Eventually, I  got the guts to mention it to my doctor at a prenatal checkup. I was so relieved to have an amazingly supportive group of doctors throughout this pregnancy. They all encouraged me to continue running and believed the benefits would far outweigh the risks. I was simply told to stay hydrated and listen to my body.

That was a big thing for me, listening to my body. As a pregnant runner, it is even more crucial as your own life and body are not the only things at stake. I had to learn to differentiate between just being tired and being exhausted or drained from the strains of pregnancy. I had to change my eating habits, eating more frequently: right before, and sometimes even during a run. I had to start packing water with me more than I normally would. My loving husband also made me carry a phone on most all my runs, just in case (It’s a good thing I had my jogging stroller with me to carry everything). More than anything, I had to learn to pace myself. I hated consciously slowing down, but felt that it was necessary to avoid overdoing my workouts. It took a lot of discipline. The precautions could be annoying, but I’m glad I took them. They made me feel better about what I was doing.

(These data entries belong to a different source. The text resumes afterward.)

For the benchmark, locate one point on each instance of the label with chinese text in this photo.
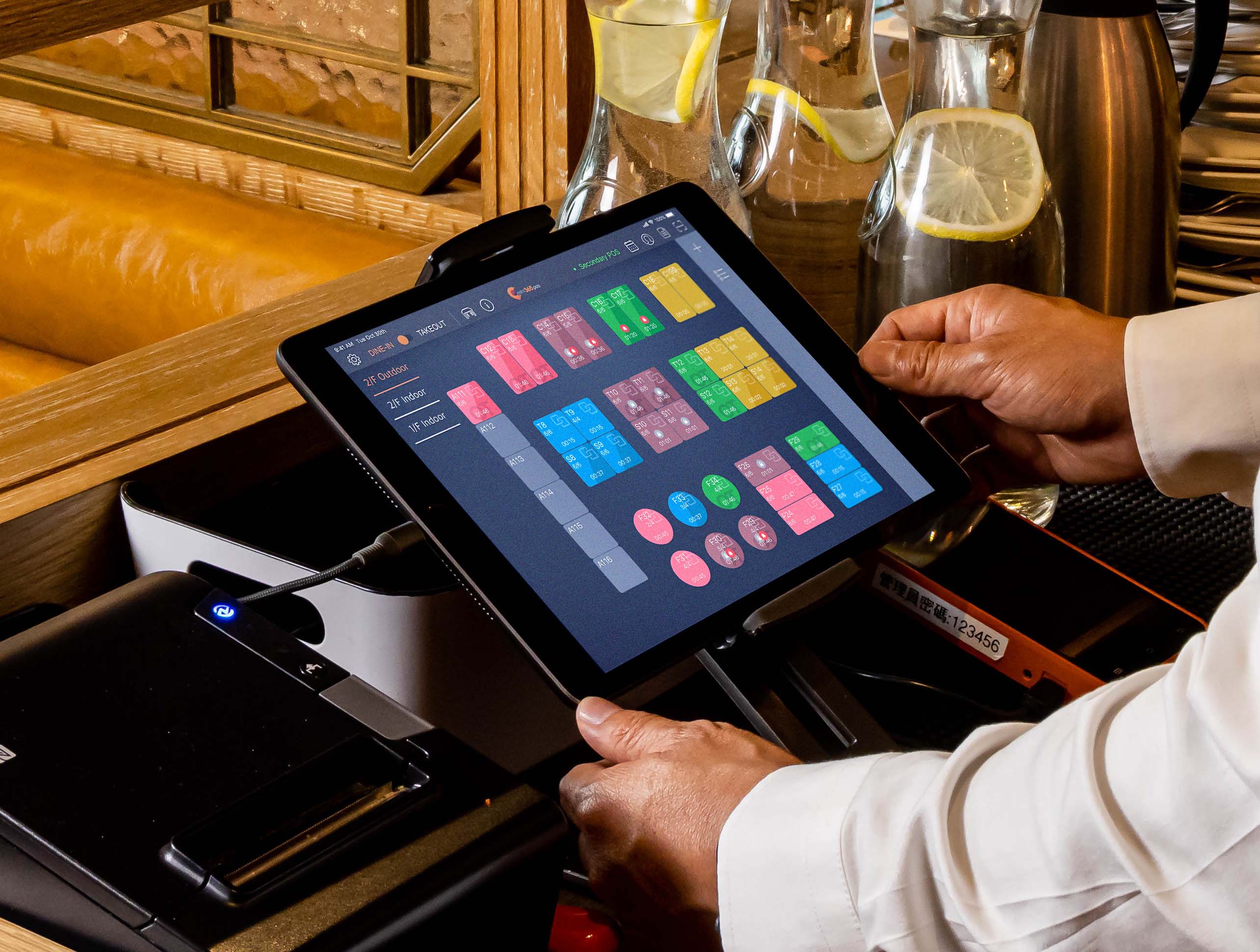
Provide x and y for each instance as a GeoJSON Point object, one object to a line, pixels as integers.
{"type": "Point", "coordinates": [940, 614]}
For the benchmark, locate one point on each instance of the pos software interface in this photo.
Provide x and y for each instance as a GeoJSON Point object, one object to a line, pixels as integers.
{"type": "Point", "coordinates": [638, 434]}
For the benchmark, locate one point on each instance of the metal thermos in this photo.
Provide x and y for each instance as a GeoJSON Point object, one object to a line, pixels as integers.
{"type": "Point", "coordinates": [1108, 120]}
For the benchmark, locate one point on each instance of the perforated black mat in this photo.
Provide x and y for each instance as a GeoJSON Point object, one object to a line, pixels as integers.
{"type": "Point", "coordinates": [1191, 551]}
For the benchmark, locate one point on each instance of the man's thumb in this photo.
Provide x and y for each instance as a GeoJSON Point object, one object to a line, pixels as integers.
{"type": "Point", "coordinates": [926, 368]}
{"type": "Point", "coordinates": [618, 735]}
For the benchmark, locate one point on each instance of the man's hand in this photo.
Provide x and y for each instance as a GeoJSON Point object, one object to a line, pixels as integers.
{"type": "Point", "coordinates": [1041, 378]}
{"type": "Point", "coordinates": [650, 814]}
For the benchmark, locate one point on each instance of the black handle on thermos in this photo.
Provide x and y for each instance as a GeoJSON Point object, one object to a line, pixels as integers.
{"type": "Point", "coordinates": [1211, 18]}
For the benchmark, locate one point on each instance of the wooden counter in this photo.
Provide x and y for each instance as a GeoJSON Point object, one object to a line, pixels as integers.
{"type": "Point", "coordinates": [66, 446]}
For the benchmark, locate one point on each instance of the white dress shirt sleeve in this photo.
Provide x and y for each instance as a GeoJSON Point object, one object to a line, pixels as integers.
{"type": "Point", "coordinates": [1128, 820]}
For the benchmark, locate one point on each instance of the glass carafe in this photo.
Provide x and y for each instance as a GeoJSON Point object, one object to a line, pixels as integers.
{"type": "Point", "coordinates": [656, 115]}
{"type": "Point", "coordinates": [814, 106]}
{"type": "Point", "coordinates": [963, 198]}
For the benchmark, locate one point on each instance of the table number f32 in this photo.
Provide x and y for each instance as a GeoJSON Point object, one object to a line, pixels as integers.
{"type": "Point", "coordinates": [939, 613]}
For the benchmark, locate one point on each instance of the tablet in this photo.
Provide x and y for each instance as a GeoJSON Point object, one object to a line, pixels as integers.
{"type": "Point", "coordinates": [625, 436]}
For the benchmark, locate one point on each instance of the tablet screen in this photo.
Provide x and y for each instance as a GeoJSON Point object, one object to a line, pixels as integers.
{"type": "Point", "coordinates": [634, 430]}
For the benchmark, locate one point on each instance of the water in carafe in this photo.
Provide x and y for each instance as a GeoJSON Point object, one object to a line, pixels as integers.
{"type": "Point", "coordinates": [654, 121]}
{"type": "Point", "coordinates": [964, 198]}
{"type": "Point", "coordinates": [816, 128]}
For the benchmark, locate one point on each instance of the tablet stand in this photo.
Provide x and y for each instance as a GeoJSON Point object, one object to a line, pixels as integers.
{"type": "Point", "coordinates": [785, 691]}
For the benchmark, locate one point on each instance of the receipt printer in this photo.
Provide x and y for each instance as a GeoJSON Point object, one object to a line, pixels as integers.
{"type": "Point", "coordinates": [178, 773]}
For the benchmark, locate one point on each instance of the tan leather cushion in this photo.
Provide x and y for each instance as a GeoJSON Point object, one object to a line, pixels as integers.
{"type": "Point", "coordinates": [99, 258]}
{"type": "Point", "coordinates": [22, 368]}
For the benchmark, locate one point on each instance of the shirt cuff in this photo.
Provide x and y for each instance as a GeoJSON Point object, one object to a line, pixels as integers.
{"type": "Point", "coordinates": [1194, 382]}
{"type": "Point", "coordinates": [782, 884]}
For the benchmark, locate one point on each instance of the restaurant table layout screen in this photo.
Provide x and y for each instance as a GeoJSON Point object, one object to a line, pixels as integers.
{"type": "Point", "coordinates": [634, 430]}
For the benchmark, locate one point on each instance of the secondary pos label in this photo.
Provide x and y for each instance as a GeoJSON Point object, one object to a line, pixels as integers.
{"type": "Point", "coordinates": [940, 614]}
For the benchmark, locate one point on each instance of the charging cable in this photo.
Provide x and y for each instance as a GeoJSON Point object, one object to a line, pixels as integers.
{"type": "Point", "coordinates": [388, 544]}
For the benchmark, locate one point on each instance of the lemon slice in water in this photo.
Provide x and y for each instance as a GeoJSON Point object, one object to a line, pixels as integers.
{"type": "Point", "coordinates": [855, 135]}
{"type": "Point", "coordinates": [969, 174]}
{"type": "Point", "coordinates": [650, 66]}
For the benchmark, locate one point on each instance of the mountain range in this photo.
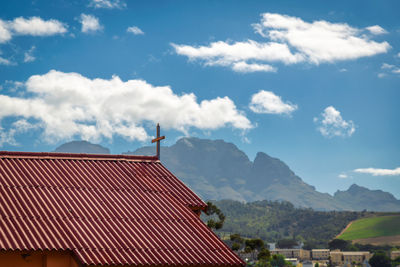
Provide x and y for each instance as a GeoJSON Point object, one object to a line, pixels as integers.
{"type": "Point", "coordinates": [217, 170]}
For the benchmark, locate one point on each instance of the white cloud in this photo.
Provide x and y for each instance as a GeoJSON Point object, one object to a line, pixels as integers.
{"type": "Point", "coordinates": [110, 4]}
{"type": "Point", "coordinates": [135, 30]}
{"type": "Point", "coordinates": [268, 102]}
{"type": "Point", "coordinates": [376, 29]}
{"type": "Point", "coordinates": [242, 66]}
{"type": "Point", "coordinates": [28, 55]}
{"type": "Point", "coordinates": [90, 23]}
{"type": "Point", "coordinates": [248, 52]}
{"type": "Point", "coordinates": [387, 66]}
{"type": "Point", "coordinates": [332, 124]}
{"type": "Point", "coordinates": [34, 26]}
{"type": "Point", "coordinates": [68, 105]}
{"type": "Point", "coordinates": [4, 61]}
{"type": "Point", "coordinates": [320, 41]}
{"type": "Point", "coordinates": [379, 172]}
{"type": "Point", "coordinates": [290, 40]}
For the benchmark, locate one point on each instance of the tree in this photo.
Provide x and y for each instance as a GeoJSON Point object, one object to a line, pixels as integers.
{"type": "Point", "coordinates": [380, 259]}
{"type": "Point", "coordinates": [338, 244]}
{"type": "Point", "coordinates": [396, 261]}
{"type": "Point", "coordinates": [278, 260]}
{"type": "Point", "coordinates": [235, 246]}
{"type": "Point", "coordinates": [213, 211]}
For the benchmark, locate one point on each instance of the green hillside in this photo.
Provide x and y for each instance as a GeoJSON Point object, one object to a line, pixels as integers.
{"type": "Point", "coordinates": [372, 227]}
{"type": "Point", "coordinates": [273, 221]}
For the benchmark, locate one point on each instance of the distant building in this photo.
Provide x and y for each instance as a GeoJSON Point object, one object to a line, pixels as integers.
{"type": "Point", "coordinates": [271, 246]}
{"type": "Point", "coordinates": [343, 258]}
{"type": "Point", "coordinates": [300, 254]}
{"type": "Point", "coordinates": [394, 254]}
{"type": "Point", "coordinates": [293, 261]}
{"type": "Point", "coordinates": [320, 254]}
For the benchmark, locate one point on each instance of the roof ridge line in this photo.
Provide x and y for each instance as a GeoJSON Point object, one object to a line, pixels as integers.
{"type": "Point", "coordinates": [76, 156]}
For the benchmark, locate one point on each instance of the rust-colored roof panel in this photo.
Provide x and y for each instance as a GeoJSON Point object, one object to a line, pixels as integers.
{"type": "Point", "coordinates": [106, 209]}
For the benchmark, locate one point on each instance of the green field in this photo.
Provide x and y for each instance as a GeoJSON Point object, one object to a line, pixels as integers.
{"type": "Point", "coordinates": [373, 227]}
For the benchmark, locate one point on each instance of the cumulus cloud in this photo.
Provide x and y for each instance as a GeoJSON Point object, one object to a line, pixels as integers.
{"type": "Point", "coordinates": [242, 66]}
{"type": "Point", "coordinates": [290, 40]}
{"type": "Point", "coordinates": [90, 23]}
{"type": "Point", "coordinates": [28, 55]}
{"type": "Point", "coordinates": [376, 29]}
{"type": "Point", "coordinates": [243, 53]}
{"type": "Point", "coordinates": [379, 172]}
{"type": "Point", "coordinates": [268, 102]}
{"type": "Point", "coordinates": [332, 124]}
{"type": "Point", "coordinates": [34, 26]}
{"type": "Point", "coordinates": [68, 105]}
{"type": "Point", "coordinates": [135, 30]}
{"type": "Point", "coordinates": [320, 41]}
{"type": "Point", "coordinates": [4, 61]}
{"type": "Point", "coordinates": [109, 4]}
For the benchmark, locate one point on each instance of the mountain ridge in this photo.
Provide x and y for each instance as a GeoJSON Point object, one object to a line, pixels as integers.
{"type": "Point", "coordinates": [218, 170]}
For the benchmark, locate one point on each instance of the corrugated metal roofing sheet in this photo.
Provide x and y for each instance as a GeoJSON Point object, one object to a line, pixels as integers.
{"type": "Point", "coordinates": [107, 209]}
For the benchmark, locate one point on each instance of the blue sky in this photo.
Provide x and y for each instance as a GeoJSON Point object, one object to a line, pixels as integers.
{"type": "Point", "coordinates": [315, 84]}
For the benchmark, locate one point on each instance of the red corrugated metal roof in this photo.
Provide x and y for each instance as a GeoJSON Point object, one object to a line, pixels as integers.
{"type": "Point", "coordinates": [107, 209]}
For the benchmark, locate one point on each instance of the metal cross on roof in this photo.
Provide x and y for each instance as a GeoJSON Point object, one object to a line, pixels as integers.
{"type": "Point", "coordinates": [158, 139]}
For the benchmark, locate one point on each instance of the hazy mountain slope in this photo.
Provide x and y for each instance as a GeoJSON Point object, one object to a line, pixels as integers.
{"type": "Point", "coordinates": [82, 147]}
{"type": "Point", "coordinates": [219, 170]}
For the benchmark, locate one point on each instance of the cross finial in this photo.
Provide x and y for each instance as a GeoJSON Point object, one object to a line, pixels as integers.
{"type": "Point", "coordinates": [158, 139]}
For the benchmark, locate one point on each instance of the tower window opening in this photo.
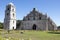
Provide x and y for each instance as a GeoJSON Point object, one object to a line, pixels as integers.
{"type": "Point", "coordinates": [13, 22]}
{"type": "Point", "coordinates": [13, 10]}
{"type": "Point", "coordinates": [13, 14]}
{"type": "Point", "coordinates": [7, 14]}
{"type": "Point", "coordinates": [8, 9]}
{"type": "Point", "coordinates": [40, 18]}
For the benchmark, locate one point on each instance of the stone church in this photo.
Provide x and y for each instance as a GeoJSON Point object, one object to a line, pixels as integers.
{"type": "Point", "coordinates": [35, 20]}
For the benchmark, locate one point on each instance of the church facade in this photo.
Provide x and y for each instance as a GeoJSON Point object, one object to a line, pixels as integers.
{"type": "Point", "coordinates": [37, 21]}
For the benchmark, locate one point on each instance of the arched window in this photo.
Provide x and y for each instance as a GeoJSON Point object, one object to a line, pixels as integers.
{"type": "Point", "coordinates": [13, 22]}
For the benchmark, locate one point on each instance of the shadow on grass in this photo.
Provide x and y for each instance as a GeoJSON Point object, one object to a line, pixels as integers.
{"type": "Point", "coordinates": [54, 32]}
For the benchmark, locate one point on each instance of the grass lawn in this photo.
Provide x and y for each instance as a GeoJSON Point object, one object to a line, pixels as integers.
{"type": "Point", "coordinates": [29, 35]}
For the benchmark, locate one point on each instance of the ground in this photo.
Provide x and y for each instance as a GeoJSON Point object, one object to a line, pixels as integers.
{"type": "Point", "coordinates": [29, 35]}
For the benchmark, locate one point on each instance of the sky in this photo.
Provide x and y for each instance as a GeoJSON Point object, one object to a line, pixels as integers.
{"type": "Point", "coordinates": [23, 7]}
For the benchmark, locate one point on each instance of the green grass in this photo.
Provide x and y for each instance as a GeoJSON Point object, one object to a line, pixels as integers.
{"type": "Point", "coordinates": [29, 35]}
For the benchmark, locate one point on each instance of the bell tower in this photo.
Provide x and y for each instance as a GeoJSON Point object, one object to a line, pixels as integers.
{"type": "Point", "coordinates": [10, 17]}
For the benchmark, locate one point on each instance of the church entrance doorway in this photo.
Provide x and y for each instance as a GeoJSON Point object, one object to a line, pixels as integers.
{"type": "Point", "coordinates": [34, 27]}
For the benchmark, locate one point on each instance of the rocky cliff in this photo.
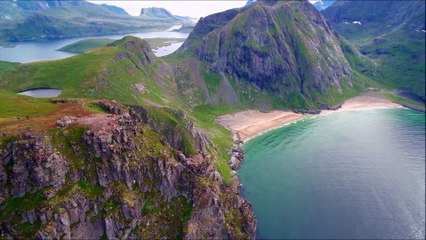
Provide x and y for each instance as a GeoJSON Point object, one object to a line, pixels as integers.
{"type": "Point", "coordinates": [116, 177]}
{"type": "Point", "coordinates": [284, 47]}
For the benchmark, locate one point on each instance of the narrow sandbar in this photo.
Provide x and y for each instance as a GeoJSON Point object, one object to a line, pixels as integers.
{"type": "Point", "coordinates": [252, 122]}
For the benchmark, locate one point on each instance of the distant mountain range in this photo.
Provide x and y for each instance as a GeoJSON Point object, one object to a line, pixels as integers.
{"type": "Point", "coordinates": [160, 13]}
{"type": "Point", "coordinates": [23, 20]}
{"type": "Point", "coordinates": [323, 4]}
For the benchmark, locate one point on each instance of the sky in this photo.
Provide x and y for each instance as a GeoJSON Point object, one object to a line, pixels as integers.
{"type": "Point", "coordinates": [195, 9]}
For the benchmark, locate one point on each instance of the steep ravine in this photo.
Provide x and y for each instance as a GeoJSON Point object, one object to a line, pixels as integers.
{"type": "Point", "coordinates": [91, 180]}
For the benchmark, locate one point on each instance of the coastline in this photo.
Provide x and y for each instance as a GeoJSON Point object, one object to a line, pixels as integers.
{"type": "Point", "coordinates": [252, 123]}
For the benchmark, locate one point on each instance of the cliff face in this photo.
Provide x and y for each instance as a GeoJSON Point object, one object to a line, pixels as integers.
{"type": "Point", "coordinates": [284, 47]}
{"type": "Point", "coordinates": [390, 32]}
{"type": "Point", "coordinates": [91, 180]}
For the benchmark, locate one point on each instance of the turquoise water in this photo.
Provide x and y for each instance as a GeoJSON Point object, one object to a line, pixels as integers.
{"type": "Point", "coordinates": [47, 50]}
{"type": "Point", "coordinates": [357, 174]}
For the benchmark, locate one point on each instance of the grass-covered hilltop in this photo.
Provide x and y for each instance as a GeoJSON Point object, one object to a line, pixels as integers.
{"type": "Point", "coordinates": [131, 148]}
{"type": "Point", "coordinates": [390, 33]}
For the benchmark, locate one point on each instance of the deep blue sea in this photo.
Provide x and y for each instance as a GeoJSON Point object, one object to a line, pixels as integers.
{"type": "Point", "coordinates": [354, 174]}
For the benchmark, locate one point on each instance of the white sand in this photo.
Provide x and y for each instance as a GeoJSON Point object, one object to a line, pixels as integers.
{"type": "Point", "coordinates": [251, 123]}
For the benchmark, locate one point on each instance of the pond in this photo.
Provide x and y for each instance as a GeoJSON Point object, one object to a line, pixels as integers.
{"type": "Point", "coordinates": [41, 93]}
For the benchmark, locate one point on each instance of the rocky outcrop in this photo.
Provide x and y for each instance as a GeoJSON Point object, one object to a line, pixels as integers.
{"type": "Point", "coordinates": [121, 182]}
{"type": "Point", "coordinates": [284, 47]}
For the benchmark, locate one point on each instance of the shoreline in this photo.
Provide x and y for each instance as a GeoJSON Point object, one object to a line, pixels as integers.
{"type": "Point", "coordinates": [250, 124]}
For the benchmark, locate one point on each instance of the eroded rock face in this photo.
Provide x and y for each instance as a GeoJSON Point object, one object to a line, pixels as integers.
{"type": "Point", "coordinates": [284, 47]}
{"type": "Point", "coordinates": [121, 182]}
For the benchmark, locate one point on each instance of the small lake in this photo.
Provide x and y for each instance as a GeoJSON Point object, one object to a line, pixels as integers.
{"type": "Point", "coordinates": [41, 93]}
{"type": "Point", "coordinates": [47, 50]}
{"type": "Point", "coordinates": [346, 175]}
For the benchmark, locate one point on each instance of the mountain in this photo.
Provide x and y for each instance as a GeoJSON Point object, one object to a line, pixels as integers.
{"type": "Point", "coordinates": [152, 174]}
{"type": "Point", "coordinates": [23, 20]}
{"type": "Point", "coordinates": [391, 33]}
{"type": "Point", "coordinates": [283, 48]}
{"type": "Point", "coordinates": [323, 4]}
{"type": "Point", "coordinates": [159, 13]}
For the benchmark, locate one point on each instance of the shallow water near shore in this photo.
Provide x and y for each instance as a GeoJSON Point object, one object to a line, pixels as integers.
{"type": "Point", "coordinates": [350, 174]}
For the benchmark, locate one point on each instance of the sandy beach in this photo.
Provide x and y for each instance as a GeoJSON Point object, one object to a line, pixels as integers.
{"type": "Point", "coordinates": [252, 122]}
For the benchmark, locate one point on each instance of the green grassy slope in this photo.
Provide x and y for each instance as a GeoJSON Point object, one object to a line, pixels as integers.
{"type": "Point", "coordinates": [117, 72]}
{"type": "Point", "coordinates": [390, 34]}
{"type": "Point", "coordinates": [35, 20]}
{"type": "Point", "coordinates": [89, 44]}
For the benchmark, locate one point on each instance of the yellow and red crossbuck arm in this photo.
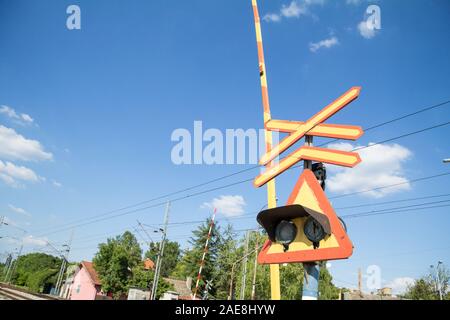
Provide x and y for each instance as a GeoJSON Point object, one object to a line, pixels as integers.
{"type": "Point", "coordinates": [304, 128]}
{"type": "Point", "coordinates": [336, 131]}
{"type": "Point", "coordinates": [336, 157]}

I kept going, regularly reading stories about Kara Goucher and Paula Radcliffe (who were both pregnant just a month or two after me) as a continuous motivating force. I even ran my final 2 miles on my due date in August 2010, and am still so glad that I did. I felt so amazing throughout that pregnancy. I even raced a 5k at 28 weeks and got a surprisingly decent time of 26:13. I had more energy, felt less sick, and had the easiest birth I ever could have wished for... healing so quickly that I was able to start running again only 2 weeks post-partum. And on top of it all, I had the blessing of an adorable and healthy little boy named Seth, who I just cannot get enough of, (and who loves to sit in a bouncer and watch his mommy run on the treadmill… go figure).

Hayley at 28 Weeks at the end of her 26 min 5k

I won’t deny that there were times that I thought about quitting. Pregnancy is exhausting. Sometimes it can feel like a pointless effort, especially if you plan to have more kids in the future. You keep running so that you can get back to your regular routine after the baby comes, only to have that work wasted away by the next pregnancy. But it is all a matter of perspective. I have tried to abandon that nay-saying and have actually gotten excited about my future pregnancies. I look forward to building up my miles and ability now and then seeing how much better I can do in the next pregnancy. Pregnancy is a reality of my life, so I am going to embrace it.